Scalping in Stock Trading
Scalping is an active strategy that works when many small profits may be made off of small increases in price that occur when stock value fluctuates. A trader may place many buy orders in a given day, and sell shares at slightly higher prices if the value of the securities should rise at all. These small profits can add up, making a scalper money. This is profitable only if shares may be sold at higher prices than were originally paid for them, and if any commission is eclipsed by the profits.
Example of Scalping in Investing
Suppose that a trader buys 100 shares of stock A at $1 per share, 100 shares of B at $4 per share, 100 shares of C at $20 per share, and 100 shares of D at $65 per share (spending a total of $9,000). Within the hour, he has been able to sell all shares: A was sold at $1.04, B was unloaded at $4.30, C was sold for $20.10 per share, and D was sold at $65.90 per share.
So, profits from selling A were $4, profits from B were $30, profits from C were $10, and profits from D were $90, so, within the hour, the trader made $134 by selling based on price fluctuations, supposing that he was not charged commission for each trade.
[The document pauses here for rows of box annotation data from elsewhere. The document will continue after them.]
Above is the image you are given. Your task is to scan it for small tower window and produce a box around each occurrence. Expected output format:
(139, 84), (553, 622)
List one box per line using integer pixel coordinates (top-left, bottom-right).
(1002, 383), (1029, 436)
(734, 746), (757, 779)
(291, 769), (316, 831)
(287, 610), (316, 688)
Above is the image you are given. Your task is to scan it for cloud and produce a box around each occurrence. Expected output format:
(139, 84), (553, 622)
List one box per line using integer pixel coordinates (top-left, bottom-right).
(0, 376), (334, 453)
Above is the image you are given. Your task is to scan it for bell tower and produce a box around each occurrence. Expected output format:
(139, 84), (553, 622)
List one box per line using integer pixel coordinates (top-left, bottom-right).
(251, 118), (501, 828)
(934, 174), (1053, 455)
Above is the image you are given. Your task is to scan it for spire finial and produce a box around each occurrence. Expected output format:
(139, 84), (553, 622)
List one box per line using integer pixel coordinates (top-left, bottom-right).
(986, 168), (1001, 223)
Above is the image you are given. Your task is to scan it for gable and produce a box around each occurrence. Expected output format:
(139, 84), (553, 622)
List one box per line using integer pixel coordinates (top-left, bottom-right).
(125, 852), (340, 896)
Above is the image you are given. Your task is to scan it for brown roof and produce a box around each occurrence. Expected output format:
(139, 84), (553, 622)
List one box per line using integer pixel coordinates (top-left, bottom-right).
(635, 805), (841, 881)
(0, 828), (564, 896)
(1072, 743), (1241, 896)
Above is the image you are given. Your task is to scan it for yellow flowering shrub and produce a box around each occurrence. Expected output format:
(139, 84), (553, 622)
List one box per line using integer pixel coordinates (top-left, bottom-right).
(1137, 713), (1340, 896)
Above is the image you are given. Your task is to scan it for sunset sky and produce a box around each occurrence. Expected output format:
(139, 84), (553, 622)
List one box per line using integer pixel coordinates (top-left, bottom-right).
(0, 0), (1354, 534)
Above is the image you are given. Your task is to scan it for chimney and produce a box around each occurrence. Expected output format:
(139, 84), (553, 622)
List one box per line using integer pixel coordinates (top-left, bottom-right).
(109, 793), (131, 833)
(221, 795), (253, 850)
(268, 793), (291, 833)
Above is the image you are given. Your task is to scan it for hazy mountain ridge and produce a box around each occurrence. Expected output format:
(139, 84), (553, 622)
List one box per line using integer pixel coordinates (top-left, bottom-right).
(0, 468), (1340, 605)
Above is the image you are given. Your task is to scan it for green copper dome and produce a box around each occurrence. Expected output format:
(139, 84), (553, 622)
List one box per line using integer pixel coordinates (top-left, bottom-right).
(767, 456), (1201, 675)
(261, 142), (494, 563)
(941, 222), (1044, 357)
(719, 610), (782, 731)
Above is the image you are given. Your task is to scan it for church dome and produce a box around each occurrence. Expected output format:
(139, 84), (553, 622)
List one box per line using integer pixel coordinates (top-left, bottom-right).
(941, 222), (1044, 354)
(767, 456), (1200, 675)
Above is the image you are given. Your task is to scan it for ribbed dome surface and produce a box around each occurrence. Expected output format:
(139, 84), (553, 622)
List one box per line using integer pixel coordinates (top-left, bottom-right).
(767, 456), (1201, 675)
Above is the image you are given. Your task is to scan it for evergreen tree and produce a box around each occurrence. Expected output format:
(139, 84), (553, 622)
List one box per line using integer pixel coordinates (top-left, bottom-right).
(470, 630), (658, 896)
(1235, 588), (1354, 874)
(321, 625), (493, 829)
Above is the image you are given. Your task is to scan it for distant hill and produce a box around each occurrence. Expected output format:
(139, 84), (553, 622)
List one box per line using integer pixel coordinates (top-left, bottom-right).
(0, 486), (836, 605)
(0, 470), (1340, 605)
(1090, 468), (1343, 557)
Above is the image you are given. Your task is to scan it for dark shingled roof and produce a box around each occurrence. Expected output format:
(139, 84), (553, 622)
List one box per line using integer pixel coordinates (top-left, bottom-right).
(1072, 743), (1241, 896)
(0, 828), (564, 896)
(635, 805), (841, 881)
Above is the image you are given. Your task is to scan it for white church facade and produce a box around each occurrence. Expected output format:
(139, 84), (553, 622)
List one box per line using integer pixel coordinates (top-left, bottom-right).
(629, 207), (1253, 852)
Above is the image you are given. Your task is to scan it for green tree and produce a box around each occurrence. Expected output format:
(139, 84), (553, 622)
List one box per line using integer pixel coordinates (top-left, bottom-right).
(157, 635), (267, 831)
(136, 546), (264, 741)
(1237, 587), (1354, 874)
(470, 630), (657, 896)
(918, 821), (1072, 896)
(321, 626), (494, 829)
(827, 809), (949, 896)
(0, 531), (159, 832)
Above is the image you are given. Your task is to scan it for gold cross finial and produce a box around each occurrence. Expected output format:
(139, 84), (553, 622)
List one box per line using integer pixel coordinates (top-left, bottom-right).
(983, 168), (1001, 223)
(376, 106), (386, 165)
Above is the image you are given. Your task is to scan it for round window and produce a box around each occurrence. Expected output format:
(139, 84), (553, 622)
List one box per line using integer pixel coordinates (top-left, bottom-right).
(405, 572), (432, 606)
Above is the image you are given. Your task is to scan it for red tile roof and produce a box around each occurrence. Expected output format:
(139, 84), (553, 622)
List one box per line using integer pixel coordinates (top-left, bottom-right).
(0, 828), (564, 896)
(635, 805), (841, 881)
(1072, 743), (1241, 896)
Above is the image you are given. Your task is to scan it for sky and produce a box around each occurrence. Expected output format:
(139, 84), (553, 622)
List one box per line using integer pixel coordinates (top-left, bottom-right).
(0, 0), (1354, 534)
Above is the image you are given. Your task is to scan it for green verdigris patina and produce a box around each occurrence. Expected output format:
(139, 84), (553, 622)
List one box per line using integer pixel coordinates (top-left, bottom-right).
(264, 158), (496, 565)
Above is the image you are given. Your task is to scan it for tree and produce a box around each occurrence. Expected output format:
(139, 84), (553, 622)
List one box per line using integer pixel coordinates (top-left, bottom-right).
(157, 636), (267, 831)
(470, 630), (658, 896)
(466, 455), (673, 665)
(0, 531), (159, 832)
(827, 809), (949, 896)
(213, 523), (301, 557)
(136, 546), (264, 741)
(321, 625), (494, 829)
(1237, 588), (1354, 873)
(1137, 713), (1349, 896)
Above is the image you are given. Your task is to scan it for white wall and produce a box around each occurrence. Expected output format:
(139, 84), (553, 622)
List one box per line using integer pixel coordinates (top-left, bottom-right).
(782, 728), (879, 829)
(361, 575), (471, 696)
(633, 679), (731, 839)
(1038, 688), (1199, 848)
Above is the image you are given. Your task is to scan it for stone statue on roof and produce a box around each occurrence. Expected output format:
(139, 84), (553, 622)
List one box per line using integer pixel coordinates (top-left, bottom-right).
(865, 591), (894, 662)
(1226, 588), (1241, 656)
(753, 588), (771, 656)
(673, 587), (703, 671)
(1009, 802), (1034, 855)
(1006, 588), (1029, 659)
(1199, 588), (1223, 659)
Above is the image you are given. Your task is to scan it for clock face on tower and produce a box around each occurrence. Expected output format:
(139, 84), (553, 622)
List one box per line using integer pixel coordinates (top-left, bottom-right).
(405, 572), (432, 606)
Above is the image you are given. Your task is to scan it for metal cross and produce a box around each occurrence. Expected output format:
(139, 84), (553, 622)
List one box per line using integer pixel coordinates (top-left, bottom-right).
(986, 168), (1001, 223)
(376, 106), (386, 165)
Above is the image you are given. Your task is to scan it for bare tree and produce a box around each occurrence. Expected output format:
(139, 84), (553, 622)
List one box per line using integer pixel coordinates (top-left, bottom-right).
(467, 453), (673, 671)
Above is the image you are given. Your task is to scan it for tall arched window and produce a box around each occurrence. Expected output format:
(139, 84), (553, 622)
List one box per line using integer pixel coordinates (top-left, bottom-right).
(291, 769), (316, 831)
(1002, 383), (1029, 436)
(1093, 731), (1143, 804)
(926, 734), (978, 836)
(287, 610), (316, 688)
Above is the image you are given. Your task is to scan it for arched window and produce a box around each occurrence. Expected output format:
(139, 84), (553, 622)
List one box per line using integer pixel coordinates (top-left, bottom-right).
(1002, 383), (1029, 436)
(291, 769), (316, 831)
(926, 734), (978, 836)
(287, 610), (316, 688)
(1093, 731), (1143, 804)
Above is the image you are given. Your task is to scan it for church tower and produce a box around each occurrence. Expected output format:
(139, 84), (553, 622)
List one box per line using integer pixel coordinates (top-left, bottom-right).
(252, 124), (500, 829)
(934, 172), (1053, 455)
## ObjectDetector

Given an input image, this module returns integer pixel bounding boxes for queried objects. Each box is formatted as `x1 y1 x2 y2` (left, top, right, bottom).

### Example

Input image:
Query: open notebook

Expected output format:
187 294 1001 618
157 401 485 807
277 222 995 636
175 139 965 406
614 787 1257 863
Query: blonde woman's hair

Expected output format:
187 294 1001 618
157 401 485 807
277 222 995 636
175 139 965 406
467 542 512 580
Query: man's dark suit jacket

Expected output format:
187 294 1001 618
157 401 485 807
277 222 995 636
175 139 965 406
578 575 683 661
If there was, say, $10 commission per trade (for $80 total, as there were four buys and four sells), then $54 would have been made.
How to Scalp in Stock Trading
First, make sure that commission is completely understood. At times, discount trade sites charge less, or even no commission for large trades, but if they do charge, any investor who hopes to be successful using this investing strategy must beat the commission. Large numbers of shares may need to be traded so that even a slight increase in price can mean selling shares for that slight increase on each share, which makes beating the commission much easier.
All in all, scalping, regardless of the overall price direction that stocks take, relies on volatility and price fluctuation. When prices jump about quickly, buying securities that drop low and selling their shares later when they rise, and performing high volumes of such trades (trading enough shares, if applicable, to beat commission) results in stock trading profits.